Microsoft took to the stage at the Supercomputing 2019 conference to announce the availability of NDv2, which Nvidia calls the”World's largest GPU-accelerated cloud-based supercomputer”.
Available via Azure, NDv2 can scale up to 800 Nvidia Tensor Core GPUs, which are interconnected with Mellanox InfiniBand. Interested parties can rent an entire supercomputer to meet their needs, with extreme benefits to speed.
With a pre-release version of the Cluster, Microsoft and Nvidia managed to train conversational AI model BERT in around three hours. That doesn't beat Nvidia's previous record of 53 minutes, but at 8.3 billion parameters, consumers are still getting very good speeds. Here are the base specs of a single NDv2 VM:
- 8 Nvidia Tesla V10 NVLink GPUs (32GB HBM2 memory each)
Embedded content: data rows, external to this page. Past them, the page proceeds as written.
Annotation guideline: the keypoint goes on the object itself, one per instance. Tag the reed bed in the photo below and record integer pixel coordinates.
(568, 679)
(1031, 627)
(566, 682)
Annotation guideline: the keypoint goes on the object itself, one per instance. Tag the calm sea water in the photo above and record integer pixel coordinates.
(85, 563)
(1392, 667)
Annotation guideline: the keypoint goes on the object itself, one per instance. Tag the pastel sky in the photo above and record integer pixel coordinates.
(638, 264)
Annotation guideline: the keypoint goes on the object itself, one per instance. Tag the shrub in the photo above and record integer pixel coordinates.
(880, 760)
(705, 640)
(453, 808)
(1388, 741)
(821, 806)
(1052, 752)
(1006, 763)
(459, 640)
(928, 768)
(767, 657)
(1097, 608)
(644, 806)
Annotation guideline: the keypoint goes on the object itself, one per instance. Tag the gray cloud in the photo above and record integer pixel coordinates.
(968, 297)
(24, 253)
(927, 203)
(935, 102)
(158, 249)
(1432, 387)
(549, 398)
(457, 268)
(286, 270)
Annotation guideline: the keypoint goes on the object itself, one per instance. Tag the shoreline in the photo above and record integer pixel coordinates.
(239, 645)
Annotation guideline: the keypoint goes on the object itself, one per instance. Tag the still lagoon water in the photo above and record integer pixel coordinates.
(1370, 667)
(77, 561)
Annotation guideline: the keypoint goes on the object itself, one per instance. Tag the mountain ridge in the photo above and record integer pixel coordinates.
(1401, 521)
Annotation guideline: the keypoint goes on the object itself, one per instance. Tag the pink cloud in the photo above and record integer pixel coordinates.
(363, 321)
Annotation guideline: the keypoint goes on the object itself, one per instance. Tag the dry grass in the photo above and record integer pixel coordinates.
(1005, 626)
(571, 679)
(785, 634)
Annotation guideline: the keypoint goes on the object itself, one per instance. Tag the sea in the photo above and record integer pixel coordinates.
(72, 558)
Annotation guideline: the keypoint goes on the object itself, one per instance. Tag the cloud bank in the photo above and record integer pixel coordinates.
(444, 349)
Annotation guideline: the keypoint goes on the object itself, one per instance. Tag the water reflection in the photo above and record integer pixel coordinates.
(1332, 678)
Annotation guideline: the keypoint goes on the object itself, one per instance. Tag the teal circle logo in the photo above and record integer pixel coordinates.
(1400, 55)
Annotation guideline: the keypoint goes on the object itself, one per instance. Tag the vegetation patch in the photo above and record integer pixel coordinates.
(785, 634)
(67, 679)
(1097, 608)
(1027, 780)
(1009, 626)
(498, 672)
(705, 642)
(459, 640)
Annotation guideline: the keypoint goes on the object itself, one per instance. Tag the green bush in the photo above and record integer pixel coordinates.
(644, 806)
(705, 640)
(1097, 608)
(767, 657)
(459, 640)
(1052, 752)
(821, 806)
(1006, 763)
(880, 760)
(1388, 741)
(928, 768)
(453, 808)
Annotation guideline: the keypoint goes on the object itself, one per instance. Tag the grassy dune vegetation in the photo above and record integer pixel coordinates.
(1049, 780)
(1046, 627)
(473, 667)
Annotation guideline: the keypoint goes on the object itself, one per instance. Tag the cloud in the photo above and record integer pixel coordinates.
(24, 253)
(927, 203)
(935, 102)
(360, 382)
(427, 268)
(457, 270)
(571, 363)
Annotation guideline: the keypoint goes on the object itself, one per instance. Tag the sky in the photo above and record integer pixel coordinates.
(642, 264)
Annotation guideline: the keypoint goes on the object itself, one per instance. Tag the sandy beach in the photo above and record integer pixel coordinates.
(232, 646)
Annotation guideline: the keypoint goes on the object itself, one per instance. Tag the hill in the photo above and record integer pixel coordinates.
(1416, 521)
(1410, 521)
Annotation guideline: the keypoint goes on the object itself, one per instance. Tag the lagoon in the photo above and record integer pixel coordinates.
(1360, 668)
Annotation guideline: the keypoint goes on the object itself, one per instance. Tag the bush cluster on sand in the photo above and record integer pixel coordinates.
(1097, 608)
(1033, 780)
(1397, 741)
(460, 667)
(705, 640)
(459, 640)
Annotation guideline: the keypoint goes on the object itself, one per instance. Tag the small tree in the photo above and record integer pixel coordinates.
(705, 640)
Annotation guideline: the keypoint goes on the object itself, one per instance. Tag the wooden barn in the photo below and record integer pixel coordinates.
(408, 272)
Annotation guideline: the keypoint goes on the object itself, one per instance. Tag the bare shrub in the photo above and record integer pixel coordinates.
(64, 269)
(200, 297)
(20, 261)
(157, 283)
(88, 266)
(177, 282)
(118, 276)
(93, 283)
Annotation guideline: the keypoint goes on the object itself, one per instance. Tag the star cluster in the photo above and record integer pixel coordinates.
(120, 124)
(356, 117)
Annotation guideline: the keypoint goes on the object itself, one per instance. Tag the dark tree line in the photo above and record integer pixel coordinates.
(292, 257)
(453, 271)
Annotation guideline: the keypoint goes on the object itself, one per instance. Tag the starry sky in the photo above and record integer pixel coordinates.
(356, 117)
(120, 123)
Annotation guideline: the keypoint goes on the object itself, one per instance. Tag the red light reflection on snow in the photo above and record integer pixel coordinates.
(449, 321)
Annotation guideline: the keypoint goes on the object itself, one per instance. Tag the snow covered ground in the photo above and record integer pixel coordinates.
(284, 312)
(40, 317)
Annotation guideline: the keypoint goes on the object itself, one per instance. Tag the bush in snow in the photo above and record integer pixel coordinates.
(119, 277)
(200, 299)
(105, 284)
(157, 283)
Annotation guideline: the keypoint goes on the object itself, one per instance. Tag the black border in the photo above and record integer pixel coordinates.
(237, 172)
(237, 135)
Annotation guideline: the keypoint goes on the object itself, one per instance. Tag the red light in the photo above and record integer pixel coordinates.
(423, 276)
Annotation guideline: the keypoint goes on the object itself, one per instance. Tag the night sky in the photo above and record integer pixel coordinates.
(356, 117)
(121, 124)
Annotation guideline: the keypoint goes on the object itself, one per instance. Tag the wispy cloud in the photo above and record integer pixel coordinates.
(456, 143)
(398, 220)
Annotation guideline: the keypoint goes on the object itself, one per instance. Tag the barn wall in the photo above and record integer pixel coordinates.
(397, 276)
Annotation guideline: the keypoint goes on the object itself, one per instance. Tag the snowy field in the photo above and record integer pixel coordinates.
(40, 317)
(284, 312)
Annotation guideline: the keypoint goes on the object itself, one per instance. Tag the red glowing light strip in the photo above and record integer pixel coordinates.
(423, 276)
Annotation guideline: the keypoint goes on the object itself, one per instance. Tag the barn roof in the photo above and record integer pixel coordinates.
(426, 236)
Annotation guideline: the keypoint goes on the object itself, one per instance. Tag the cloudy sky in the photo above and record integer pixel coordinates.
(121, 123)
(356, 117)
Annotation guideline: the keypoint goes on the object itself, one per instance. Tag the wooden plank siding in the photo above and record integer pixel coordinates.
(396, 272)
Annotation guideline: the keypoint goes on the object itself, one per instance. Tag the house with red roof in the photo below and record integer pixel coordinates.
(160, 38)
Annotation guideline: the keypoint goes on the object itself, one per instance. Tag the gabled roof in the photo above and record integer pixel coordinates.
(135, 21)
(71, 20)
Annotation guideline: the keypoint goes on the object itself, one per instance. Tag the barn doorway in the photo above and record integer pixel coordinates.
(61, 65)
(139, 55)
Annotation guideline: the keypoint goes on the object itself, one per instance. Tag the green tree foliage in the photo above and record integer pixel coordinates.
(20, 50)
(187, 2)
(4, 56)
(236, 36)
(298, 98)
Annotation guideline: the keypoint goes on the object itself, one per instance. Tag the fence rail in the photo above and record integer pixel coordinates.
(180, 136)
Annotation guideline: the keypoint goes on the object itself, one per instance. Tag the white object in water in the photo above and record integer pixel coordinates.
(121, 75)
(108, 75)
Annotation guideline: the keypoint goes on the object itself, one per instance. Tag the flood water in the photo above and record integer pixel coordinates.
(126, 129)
- Intel Xeon Platinum 8168 processor with 40 non-hyperthreaded cores
- 672 GiB memory
If needed, researchers can quickly open multiple NDv2 instances to train their AI models even faster. The VMs are currently in preview, alongside new NVv4 VMs from AMD, and NDv3, which features the Graphcore IPU.
“Now you can open up an instance, you grab one of the stacks … in the container, you launch it, on Azure, and you're doing science,” said Jensen Huang, NVIDIA CEO. “It's really quite fantastic, This puts a supercomputer in the hands of every scientist in the world.”
Of course, that assumes researchers can afford them. Microsoft hasn't released pricing information yet, but TheNextPlatform says it's heard it'll be $26.44 per NDv2 instance per hour. For reference, that would mean renting a single instance for a year would add up to $231,614. That's may well be competitive, but it's no small cost.